Twenty-four days after the signing of the consent decree, petitioner, respondent and the trustees executed another instrument, wherein it was recited that a doubt had arisen in regard to the construction of specified portions of the supplemental agreement of December 1, 1922, and the purpose of such instrument was to clarify such ambiguities. The matters clarified were in reference to specified duties of the trustees in respect to the use of insurance money in the event the buildings on the property should burn, payment of taxes and the right of respondent in the event taxes were not paid by the trustees. A second clarification agreement was executed which referred to the character of respondent’s lien and to the property it covered. Each of them reaffirmed the contracts. Respondent contended the execution of these two instruments constituted a new agreement embodying the terms of the previously executed trust indentures and agreements. The supplemental trust indenture made provision for the clarification instruments to be subsequently executed. The fact that, when executed, they ratified and confirmed the prior instruments does not alter the effect that had been given to them by merging them in the decree. The subject matter of the clarification instruments was in reference to the provisions of the decree.

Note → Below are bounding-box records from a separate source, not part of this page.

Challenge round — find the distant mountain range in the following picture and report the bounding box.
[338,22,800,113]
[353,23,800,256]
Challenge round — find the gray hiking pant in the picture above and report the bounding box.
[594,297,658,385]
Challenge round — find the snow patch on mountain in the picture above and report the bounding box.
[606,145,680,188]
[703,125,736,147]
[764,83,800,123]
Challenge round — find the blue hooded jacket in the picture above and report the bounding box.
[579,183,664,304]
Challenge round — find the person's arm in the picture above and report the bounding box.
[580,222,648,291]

The questioned provision of the amendment of section 18 of the Divorce act is the proviso “that a party shall not be *373entitled to alimony and maintenance after remarriage.” It is urged that if this clause is given effect, and respondent’s right to alimony taken away by reason of her remarriage, it takes from her vested rights contrary to the constitutional guaranties.

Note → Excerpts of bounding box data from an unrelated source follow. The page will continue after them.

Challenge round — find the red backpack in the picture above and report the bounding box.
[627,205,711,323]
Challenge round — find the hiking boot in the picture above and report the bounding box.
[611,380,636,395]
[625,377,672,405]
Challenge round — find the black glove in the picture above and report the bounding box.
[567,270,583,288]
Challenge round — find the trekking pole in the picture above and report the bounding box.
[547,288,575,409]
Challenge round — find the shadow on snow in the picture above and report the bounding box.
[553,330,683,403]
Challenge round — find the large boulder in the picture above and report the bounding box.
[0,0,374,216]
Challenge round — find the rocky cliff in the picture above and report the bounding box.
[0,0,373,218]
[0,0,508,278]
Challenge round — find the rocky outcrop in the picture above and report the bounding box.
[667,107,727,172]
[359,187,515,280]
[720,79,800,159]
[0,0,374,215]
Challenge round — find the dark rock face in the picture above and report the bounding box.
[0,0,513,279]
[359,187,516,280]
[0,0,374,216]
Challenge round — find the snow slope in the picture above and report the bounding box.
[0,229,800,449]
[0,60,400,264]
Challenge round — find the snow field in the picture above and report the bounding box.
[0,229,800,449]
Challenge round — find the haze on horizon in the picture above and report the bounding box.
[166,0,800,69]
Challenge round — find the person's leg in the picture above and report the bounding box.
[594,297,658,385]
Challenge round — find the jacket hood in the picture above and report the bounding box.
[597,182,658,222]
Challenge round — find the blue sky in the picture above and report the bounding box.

Prior to the amendment, the general rule adopted by the courts was, that remarriage of a woman, who was receiving alimony from her former husband, was such a ■change of condition as to authorize a modification of the decree to the extent of canceling the alimony payments. (Stillman v. Stillman, 99 Ill. 196; Maginnis v. Maginnis, supra.) The amendment merely adopted the general rule and made it mandatory upon the court to cancel alimony payments in all cases where the recipient had remarried, regardless of whether or not there had been a change in the financial condition of the former husband. Respondent’s rights to quarterly payments came from the provisions of the decree of December 2, for the contractual provisions in reference to such payments had been merged in that decree. When the decree was entered, section 18 conferred the power upon the court to modify it under proper circumstances, and respondent’s rights to quarterly payments as fixed by the decree were subject to be changed by the court on proper showing. Her rights became fixed as to accrued payments, but as to all payments maturing in the future she had no vested right. The trial court did not undertake to give the statute a retroactive effect for the decree made the modification effective as of the date of the filing of the petition. The amendment of 1933 to section 18 of the Divorce act does not affect any vested rights of respondent.

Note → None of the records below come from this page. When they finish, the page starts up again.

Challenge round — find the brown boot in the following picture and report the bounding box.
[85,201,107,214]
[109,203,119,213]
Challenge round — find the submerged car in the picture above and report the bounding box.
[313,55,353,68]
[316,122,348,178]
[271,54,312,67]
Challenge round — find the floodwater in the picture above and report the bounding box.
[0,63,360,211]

Furthermore, the chancellor of the circuit court did not err in holding the estate and income of petitioner had suffered material impairment to an extent rendering further payments of alimony inequitable. This was a question of fact, and the master and the chancellor were in accord in believing the evidence supported the petitioner. Our in*374spection of the same evidence convinces us the master and chancellor were right in believing therefrom that the estate and income of the petitioner had suffered very material impairment, and it would be inequitable to continue the payments of alimony.

The trial court was correct in holding the provision of the quarterly payment of $1150, as provided for in the supplemental trust indenture and agreement of December 1, 1922, was merged in the decree and, as such, became a provision for alimony and subject to modification. Either the remarriage of respondent, or the material impairment of the estate and income of petitioner, required a cancellation of all payments of alimony maturing after the date of the filing of the petition.

Decree affirmed.

Mr. Justice Shaw took no part in this decision.